While pointing out Norwegian salmon companies create great sources of revenue for the country along the coastline, paradoxically, there is a general negative feeling toward the farmers themselves.

"Everyone loves salmon, but few like producers. Is it because we are ugly?" he joked. "We have to make the public love both the salmon and producers."

The company is aiming to produce 100,000 metric tons of salmon annually, including its operations in British Columbia.

Grieg said that when running an international company it's important to have something that ties the workers together. "We care about each other and the environment around us," Grieg said.

"We have thus redefined ourselves so that everything we do is based on sustainability. Sustainability and the social contract, that we act on behalf of others, are important. It's something we just have to understand."

Grieg said the company must also understand its place in society as an industrial food producer. "Very many among the general public do not understand what it means," he said. "We must be open and visible.
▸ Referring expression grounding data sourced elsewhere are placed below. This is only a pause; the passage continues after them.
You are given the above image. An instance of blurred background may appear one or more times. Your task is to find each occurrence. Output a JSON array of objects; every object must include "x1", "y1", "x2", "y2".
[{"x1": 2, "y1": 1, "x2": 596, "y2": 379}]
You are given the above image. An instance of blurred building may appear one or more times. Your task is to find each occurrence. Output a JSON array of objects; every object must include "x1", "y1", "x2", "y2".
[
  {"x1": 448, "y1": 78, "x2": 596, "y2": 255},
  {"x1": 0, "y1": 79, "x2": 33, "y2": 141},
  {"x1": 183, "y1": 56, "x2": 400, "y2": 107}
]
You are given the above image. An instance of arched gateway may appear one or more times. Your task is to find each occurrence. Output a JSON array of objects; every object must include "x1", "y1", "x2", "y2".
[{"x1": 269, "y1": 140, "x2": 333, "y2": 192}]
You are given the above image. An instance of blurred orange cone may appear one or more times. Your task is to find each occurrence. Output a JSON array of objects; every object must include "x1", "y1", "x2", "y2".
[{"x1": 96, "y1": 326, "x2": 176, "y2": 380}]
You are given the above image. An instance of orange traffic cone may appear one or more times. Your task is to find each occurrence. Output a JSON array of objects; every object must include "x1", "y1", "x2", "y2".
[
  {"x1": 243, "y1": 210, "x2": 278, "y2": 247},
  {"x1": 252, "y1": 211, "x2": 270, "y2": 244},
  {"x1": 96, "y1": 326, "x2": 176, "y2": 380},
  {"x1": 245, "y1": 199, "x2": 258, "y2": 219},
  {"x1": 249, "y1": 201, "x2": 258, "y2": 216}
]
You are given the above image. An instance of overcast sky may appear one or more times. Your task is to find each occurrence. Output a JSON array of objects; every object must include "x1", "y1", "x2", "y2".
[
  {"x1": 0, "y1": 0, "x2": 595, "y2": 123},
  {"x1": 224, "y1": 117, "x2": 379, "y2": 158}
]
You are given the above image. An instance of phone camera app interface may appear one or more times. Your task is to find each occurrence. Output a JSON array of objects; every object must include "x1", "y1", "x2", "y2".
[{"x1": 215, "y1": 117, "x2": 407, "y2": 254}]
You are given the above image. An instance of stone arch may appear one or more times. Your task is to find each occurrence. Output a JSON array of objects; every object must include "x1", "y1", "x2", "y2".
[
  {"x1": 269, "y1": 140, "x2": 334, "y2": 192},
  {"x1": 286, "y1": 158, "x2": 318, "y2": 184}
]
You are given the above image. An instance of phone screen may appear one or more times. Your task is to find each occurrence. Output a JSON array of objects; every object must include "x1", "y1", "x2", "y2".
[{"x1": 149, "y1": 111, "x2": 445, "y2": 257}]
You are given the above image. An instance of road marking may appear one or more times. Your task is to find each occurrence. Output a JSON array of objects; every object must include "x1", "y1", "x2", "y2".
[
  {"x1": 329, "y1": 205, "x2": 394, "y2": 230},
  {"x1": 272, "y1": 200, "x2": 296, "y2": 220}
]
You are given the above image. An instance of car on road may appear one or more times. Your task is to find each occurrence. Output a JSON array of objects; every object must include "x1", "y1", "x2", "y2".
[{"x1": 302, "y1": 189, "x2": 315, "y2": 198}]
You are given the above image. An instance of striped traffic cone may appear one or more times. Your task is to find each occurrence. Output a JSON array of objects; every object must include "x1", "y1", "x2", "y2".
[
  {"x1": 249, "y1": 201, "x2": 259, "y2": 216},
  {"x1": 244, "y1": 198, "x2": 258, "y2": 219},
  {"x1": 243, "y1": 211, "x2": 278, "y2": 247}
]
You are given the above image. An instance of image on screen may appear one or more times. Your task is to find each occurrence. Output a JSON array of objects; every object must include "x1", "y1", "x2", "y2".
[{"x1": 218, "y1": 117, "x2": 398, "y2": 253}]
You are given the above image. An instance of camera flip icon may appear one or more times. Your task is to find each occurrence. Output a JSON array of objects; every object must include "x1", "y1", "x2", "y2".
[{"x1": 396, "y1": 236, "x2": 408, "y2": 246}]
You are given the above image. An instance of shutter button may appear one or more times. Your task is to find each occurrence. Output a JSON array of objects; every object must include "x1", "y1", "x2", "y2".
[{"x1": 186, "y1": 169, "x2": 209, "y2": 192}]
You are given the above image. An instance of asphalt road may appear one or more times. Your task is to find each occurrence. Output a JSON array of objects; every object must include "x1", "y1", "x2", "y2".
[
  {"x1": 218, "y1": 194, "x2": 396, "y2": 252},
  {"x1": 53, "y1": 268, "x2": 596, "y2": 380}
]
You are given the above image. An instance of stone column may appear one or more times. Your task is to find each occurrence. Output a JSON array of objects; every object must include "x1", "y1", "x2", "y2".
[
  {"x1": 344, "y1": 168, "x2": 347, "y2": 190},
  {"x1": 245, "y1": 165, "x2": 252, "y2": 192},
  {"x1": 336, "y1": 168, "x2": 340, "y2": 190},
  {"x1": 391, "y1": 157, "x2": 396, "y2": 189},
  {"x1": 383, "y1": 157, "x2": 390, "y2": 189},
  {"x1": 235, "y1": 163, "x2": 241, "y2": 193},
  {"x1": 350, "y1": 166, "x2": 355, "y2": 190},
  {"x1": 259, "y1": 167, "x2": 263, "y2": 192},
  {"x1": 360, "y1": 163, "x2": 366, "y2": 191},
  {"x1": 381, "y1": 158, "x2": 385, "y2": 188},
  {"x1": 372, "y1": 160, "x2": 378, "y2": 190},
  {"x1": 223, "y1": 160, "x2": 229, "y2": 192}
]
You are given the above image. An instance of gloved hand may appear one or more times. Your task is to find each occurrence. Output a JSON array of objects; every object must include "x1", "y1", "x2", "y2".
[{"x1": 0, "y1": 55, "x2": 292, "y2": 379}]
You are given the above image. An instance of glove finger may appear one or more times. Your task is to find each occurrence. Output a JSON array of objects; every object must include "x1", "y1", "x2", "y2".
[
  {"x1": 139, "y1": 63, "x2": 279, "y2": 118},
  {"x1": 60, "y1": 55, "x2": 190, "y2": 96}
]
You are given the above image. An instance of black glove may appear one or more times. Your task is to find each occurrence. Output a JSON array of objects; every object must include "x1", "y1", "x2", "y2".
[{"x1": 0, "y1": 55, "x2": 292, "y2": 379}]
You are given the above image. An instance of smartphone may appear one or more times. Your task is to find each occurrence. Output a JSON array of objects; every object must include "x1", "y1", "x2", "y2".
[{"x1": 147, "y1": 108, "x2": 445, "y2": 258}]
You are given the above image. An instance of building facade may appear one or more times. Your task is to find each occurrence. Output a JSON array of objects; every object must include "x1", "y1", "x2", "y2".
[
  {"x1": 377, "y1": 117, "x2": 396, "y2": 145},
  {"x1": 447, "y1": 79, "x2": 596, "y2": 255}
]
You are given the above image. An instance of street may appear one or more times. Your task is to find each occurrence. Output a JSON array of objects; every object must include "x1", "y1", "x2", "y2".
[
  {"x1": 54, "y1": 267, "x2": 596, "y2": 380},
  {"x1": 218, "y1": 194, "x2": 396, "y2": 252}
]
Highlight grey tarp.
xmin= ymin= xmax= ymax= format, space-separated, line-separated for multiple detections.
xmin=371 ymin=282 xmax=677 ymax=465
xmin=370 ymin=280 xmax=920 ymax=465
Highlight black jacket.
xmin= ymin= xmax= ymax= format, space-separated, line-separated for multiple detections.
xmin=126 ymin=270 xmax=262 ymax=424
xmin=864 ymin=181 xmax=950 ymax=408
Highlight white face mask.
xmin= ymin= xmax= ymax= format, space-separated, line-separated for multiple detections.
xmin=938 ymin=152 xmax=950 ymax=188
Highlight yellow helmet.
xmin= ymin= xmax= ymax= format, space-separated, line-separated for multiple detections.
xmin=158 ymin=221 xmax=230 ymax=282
And ask ourselves the question: why are we misunderstood as producers?"

Grieg noted that the fact aquaculture companies use public resources means they have to be even more cautious.

"Every time we do something it can affect many ecosystems, neighbors and the like, and we have to understand that," he said.

Grieg added that along with biodiversity and the industry's carbon footprint, mortalities are a very important topic -- a complex and difficult discussion -- one in which the aquaculture industry can improve.

"We as producers must also use more resources. We must understand how we affect biodiversity," he said.

"We are going to have to be wild salmon's best friend as producers, and I think it is very important to have a good relationship with both wild salmon and river owners."

Neighbors have an influence on each other, Grieg said, but cooperation is extremely profitable and the bottom line is not all that matters.

"We must also take into account other stakeholders than we have traditionally done. It's hard to tell if we're on the right track," he said.

"The bottom line doesn't show everything. There are many other factors that determine this for us at Grieg Seafood, where we have worked with sustainability and risk."

Grieg pointed out that the company has revised its reporting practices, with sustainability weighted as equally as financial factors.

Salmon lice, fish health, antibiotic use and CO2 emissions are now a key indicator of success -- along with profitability.